The debates about whether American-style aptitude tests or A-levels are best, or whether universities should accept students from poorer backgrounds with lower grades, rarely grapple with the fundamental issue of what fairness means. But then philosophers have been grappling with that issue for millennia, without providing a definitive answer.
But we don't need to solve this eternal conundrum to gain some much-needed clarity. For on reflection, it is not hard to piece together the bare bones of what constitutes fairness in this context. Broadly speaking, a fair system will give university places to those best placed to make the most of the opportunity and whose records suggest they deserve them.
A-levels offer a crude way of determining whether these conditions have been met. Students do not compete on a level playing field. Going to one of the best schools and having a supportive, educated family background gives a student a head start on their less-privileged peers worth at least a couple of grades. Their results exaggerate both the scale of their achievements and their potential to excel at degree level.
For that reason, there is increasing talk of introducing an American-style scholastic assessment test, which confusingly shares an acronym with our own very different Sats. The US-style Sat is supposed to provide an objective measure of aptitude, rather like an IQ test. But even if we assume what some deny - that you can measure general intellectual ability - the Sat alone would not deliver a fair university entry system.
A greater innate ability than someone else does not mean a person deserves a better education. Virtues such as application, determination and effort are also part of the equation. It would be grossly unfair if a student worked hard to surpass herself and then found that a cleverer wastrel took her place at Oxford, simply because a test showed she were more intelligent. The criteria of merit demands that we look at more than just raw ability.

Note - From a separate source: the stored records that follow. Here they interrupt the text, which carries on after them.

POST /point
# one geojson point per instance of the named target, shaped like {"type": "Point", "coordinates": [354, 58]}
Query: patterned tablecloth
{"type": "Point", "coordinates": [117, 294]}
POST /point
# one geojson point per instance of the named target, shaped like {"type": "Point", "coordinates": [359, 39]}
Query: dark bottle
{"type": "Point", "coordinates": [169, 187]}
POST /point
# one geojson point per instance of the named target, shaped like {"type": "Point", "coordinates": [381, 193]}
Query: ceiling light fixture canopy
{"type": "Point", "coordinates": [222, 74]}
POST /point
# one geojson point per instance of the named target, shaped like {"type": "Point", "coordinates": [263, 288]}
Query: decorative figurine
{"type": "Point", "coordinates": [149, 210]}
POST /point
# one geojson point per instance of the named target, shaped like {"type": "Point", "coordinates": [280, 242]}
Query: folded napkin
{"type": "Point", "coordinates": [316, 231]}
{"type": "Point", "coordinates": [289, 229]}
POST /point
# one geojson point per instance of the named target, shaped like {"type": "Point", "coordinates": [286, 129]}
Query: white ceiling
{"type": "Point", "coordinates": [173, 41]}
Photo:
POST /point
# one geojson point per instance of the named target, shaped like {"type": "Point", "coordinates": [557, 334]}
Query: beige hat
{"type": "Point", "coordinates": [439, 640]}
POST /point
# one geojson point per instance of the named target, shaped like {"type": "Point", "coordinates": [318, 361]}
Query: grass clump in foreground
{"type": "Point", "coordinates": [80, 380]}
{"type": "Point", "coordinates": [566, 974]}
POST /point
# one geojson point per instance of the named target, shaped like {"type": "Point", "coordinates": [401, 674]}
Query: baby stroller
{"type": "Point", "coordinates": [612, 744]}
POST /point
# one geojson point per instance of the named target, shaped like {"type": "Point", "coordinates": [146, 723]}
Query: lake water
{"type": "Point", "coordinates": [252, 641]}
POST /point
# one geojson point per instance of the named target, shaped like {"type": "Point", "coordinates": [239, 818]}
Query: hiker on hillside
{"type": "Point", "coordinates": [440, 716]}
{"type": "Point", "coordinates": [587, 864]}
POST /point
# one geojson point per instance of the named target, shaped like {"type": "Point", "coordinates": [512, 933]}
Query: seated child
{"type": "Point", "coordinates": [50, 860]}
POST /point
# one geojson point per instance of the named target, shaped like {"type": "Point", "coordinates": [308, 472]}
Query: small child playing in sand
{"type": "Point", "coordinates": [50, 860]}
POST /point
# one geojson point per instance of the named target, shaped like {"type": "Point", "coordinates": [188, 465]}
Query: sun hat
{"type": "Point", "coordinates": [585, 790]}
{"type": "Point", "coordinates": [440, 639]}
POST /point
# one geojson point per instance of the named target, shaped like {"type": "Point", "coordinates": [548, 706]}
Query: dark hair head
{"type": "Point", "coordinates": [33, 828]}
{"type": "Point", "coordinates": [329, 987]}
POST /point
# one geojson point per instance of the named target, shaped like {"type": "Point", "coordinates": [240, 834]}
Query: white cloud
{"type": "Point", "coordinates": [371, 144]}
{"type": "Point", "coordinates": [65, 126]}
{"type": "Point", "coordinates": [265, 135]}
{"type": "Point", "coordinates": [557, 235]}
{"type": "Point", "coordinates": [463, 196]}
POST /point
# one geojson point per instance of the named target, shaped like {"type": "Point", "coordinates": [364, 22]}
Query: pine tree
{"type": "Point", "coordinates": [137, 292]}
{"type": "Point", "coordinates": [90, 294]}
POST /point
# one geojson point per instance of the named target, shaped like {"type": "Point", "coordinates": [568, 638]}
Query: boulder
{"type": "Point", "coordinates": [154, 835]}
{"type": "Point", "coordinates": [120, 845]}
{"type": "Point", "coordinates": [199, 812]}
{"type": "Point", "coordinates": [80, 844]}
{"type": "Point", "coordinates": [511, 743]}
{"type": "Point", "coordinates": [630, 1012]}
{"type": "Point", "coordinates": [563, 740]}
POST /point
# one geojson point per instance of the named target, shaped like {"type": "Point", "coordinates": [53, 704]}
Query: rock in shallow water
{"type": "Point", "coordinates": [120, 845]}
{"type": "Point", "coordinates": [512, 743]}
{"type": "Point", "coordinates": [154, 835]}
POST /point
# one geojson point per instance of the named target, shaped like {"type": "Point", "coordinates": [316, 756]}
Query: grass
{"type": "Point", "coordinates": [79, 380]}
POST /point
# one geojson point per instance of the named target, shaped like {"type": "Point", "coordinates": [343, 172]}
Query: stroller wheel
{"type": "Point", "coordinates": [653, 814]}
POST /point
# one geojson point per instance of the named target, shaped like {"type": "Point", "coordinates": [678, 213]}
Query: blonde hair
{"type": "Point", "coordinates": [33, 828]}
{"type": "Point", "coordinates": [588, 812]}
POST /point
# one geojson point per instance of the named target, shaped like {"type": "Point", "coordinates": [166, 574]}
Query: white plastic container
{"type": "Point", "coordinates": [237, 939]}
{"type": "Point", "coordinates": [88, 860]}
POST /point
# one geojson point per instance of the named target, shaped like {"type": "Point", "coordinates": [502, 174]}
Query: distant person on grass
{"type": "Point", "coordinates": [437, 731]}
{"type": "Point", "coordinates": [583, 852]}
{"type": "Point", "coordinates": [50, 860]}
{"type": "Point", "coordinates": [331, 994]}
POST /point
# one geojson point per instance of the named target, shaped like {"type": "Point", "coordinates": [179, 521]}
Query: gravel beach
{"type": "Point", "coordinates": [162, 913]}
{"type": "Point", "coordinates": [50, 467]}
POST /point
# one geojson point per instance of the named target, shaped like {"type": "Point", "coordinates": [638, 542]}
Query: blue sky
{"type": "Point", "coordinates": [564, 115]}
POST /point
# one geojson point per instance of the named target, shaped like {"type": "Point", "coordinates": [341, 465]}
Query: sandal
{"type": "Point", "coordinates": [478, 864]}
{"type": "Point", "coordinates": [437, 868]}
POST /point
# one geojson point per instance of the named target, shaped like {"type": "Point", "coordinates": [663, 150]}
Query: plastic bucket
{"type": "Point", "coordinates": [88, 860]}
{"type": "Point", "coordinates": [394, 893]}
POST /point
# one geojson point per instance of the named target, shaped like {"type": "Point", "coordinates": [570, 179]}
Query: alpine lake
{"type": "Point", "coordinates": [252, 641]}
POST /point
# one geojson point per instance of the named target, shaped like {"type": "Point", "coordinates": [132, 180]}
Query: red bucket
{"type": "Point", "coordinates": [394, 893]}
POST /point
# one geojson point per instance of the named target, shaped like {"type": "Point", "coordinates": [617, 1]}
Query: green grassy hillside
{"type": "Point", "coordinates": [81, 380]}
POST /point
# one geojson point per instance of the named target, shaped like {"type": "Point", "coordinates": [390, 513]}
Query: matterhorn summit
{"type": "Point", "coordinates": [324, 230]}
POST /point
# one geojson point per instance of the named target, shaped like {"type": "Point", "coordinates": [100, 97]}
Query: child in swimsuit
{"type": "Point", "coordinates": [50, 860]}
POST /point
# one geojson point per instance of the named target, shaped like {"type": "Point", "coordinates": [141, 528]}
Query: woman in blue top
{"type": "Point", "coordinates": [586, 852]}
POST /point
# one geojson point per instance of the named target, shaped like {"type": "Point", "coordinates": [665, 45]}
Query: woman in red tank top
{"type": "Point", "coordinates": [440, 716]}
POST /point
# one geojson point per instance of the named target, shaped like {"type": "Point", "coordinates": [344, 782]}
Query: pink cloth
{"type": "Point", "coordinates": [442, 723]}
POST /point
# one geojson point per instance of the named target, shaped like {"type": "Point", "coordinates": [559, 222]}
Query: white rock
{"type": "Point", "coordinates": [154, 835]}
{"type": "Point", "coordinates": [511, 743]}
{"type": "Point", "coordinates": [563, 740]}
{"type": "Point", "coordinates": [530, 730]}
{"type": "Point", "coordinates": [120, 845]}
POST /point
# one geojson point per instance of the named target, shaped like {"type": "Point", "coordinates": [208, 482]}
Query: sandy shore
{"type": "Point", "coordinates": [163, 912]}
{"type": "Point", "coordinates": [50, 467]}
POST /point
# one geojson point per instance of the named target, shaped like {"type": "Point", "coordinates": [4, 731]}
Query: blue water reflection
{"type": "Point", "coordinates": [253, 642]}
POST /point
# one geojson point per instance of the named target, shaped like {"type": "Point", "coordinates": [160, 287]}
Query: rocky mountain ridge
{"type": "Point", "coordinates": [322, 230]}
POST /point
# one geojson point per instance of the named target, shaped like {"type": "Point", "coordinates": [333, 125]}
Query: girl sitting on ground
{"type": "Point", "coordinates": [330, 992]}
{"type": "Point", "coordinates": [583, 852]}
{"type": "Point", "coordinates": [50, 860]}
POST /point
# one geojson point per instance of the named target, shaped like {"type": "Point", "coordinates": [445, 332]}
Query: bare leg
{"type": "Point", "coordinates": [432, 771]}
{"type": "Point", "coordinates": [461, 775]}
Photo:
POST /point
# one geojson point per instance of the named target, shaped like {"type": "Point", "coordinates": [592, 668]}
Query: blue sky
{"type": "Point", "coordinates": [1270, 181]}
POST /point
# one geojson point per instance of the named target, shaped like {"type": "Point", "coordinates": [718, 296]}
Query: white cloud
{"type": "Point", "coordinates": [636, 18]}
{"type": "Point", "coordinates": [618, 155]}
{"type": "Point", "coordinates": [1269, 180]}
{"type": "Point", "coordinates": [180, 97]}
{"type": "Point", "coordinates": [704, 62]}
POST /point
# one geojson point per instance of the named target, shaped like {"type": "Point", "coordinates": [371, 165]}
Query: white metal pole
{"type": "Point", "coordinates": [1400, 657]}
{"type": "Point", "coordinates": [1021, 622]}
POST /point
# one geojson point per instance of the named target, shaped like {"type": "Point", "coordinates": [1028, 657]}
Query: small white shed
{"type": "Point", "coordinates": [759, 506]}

The same reasoning applies when we consider the requirement that places go to those best placed to make the most of them. A cleverer student is not necessarily the one best able to make the most of their educational opportunities. The example here should be David Beckham, not Paul Gascoigne. The latter had the greater innate ability, but Beckham both achieved and deserved greater success because he made the most of his talents rather than frittering them away.
It seems then that neither A-levels nor the Sat provide a fair means of assessing where university places should be allocated. What is needed is a way to balance actual and potential achievement - innate ability and how far students excel themselves or let themselves down. Only by combining the information provided by exams, aptitude tests and a sensitivity to the student's background can a full picture be built.
This three-pronged approach may be too complex. In which case, the best compromise is simply A-levels or their equivalent, discounted to allow for the effects of social and economic advantage or disadvantage.
This is more-or-less what Bristol university did, only to find itself accused of social engineering. The criticism is wide of the mark. The policy is not about increasing admissions from poorer social backgrounds for its own sake, but to reward those whose efforts and abilities make them best suited to receive the advantages of HE.
Anyone who thinks that we should admit students solely on either the Sat or A-levels has not thought hard enough about what fairness demands.